For each study, an effect size, upper and lower limit on a 95 percent confidence interval, z-value (test of the two-tailed null hypothesis), and number of units (participants or units of participants, such as a section or classroom of students) was collected. Unfortunately, not all studies yielded enough data to calculate an effect size, so analysts estimated some variables. For example, correlation r was not included in many of these studies, so the researchers used an estimated conservative estimate of r = 0.70 for studies where the pre-test and post-test measures were similar and r = 0.50 where the measures differed to estimate effect size. Many other adjustments were made in order to calculate a z-score and make these studies comparable (see page 17-18). Studies that provided enough data to calculate an effect size were reserved for the study.
The mean of the effect sizes was used to compare online and blended groups. The effect sizes were weighted to prevent smaller studies from having undue influence, and then the researchers computed effect size variance (Q-statistic) to determine “the extent to which variation in effect sizes was not explained by sampling error alone” (pg 16).
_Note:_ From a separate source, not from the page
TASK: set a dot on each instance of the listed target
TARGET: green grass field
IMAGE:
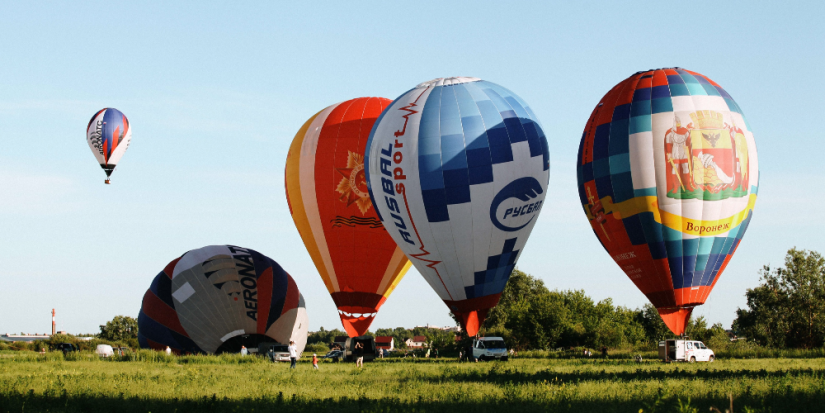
(155, 383)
Positive Q-value findings suggested that something other than online/blended vs. face-to-face may influence effect sizes, so the studies were further analyzed to determine variations in the studies that might influence effect size. According to a Sloan-C framework, three categories of variables were determined to influence effect size: (a.) online instruction practices, (b.) conditions under which the study was conducted, and (c.) aspects of the study methodology itself. Moderating variables were derived for the study guided by these categories.
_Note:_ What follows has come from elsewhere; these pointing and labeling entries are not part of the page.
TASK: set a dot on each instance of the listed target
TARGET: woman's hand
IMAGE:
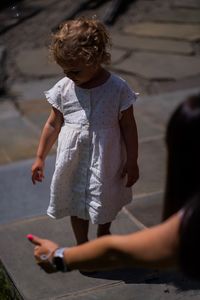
(132, 172)
(37, 170)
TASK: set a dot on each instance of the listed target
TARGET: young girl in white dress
(92, 117)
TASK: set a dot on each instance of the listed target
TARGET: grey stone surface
(177, 31)
(36, 111)
(19, 197)
(8, 110)
(151, 44)
(2, 67)
(186, 3)
(54, 286)
(147, 208)
(35, 62)
(159, 66)
(153, 287)
(19, 138)
(152, 159)
(177, 15)
(117, 55)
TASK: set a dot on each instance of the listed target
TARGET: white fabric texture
(91, 153)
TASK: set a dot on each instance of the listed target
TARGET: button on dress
(87, 180)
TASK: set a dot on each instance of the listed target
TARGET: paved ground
(156, 48)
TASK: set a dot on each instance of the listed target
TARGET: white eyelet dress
(87, 179)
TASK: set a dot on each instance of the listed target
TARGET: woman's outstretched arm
(153, 247)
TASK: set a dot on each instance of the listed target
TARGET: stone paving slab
(36, 111)
(177, 31)
(2, 67)
(177, 16)
(33, 283)
(19, 197)
(154, 66)
(133, 290)
(136, 43)
(117, 55)
(152, 160)
(186, 3)
(36, 62)
(19, 138)
(147, 208)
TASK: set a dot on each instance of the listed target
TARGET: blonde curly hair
(83, 38)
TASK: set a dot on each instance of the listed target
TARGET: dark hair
(183, 145)
(189, 246)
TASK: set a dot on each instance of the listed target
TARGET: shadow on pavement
(142, 276)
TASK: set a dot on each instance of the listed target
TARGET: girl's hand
(37, 170)
(132, 172)
(43, 252)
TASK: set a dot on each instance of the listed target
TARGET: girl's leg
(80, 228)
(103, 229)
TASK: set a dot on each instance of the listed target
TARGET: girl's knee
(103, 229)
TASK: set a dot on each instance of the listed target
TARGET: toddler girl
(92, 116)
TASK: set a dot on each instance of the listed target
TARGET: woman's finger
(34, 239)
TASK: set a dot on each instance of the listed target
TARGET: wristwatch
(58, 260)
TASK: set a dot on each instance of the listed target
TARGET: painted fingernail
(29, 237)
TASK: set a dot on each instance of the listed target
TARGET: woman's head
(183, 145)
(82, 39)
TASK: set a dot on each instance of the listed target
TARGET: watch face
(58, 261)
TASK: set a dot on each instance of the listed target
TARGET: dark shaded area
(140, 275)
(116, 8)
(13, 13)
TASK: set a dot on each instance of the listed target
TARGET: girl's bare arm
(48, 137)
(50, 133)
(130, 135)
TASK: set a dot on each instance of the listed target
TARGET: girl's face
(79, 72)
Results indicated that online learning was more effective than face-to-face learning where the mean effect of the 50 moderator variables from the Sloan-C framework was +0.20, p < .001, but this was true only when fully online and blended studies were considered as one group. By contrast, when fully online programs were considered separately, the comparison was not statistically significant, but the blended programs were. As well, 3 moderating variables were found to be statistically significant, confirming that factors other than whether the learning was online/blended vs. face-to-face was influential in the study outcomes.
Most researchers would probably agree with the the decision to include moderating variables. Even without knowing the Q-statistics of this dataset, most researchers of online education agree that blended learning varies tremendously. In fact, most would contend that no study can compare fully online and blended learning without moderating variables, even if it is only because the field writ-large does not yet fully agree on definitions of blended learning.
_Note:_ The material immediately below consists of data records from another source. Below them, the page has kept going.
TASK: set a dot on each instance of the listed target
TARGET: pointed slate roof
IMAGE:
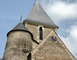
(38, 15)
(19, 27)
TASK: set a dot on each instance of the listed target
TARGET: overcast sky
(62, 12)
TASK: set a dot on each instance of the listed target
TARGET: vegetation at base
(25, 51)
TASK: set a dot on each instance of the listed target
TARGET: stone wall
(52, 50)
(15, 43)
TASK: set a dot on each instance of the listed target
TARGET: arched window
(29, 57)
(24, 45)
(40, 33)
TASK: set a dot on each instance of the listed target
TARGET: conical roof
(38, 15)
(19, 27)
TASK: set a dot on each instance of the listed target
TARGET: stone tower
(36, 39)
(19, 43)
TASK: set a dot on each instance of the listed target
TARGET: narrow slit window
(29, 57)
(24, 45)
(41, 33)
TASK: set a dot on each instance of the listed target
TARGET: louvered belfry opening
(40, 33)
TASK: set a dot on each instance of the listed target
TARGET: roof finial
(36, 0)
(21, 19)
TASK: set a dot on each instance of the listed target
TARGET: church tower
(19, 43)
(39, 23)
(36, 39)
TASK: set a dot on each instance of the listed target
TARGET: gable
(52, 50)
Readers should note the extensive use of adjustments made in order for these studies to be considered as comparable, so findings should be take with caution. If future studies that apply the same adjustments to all studies, the studies would be treated equally. Statistics are used to validly compare different data, and perhaps this tactic might make the data more comparable. On the other hand, it could serve only to reduce the sample size to a point where power is too low to show any difference.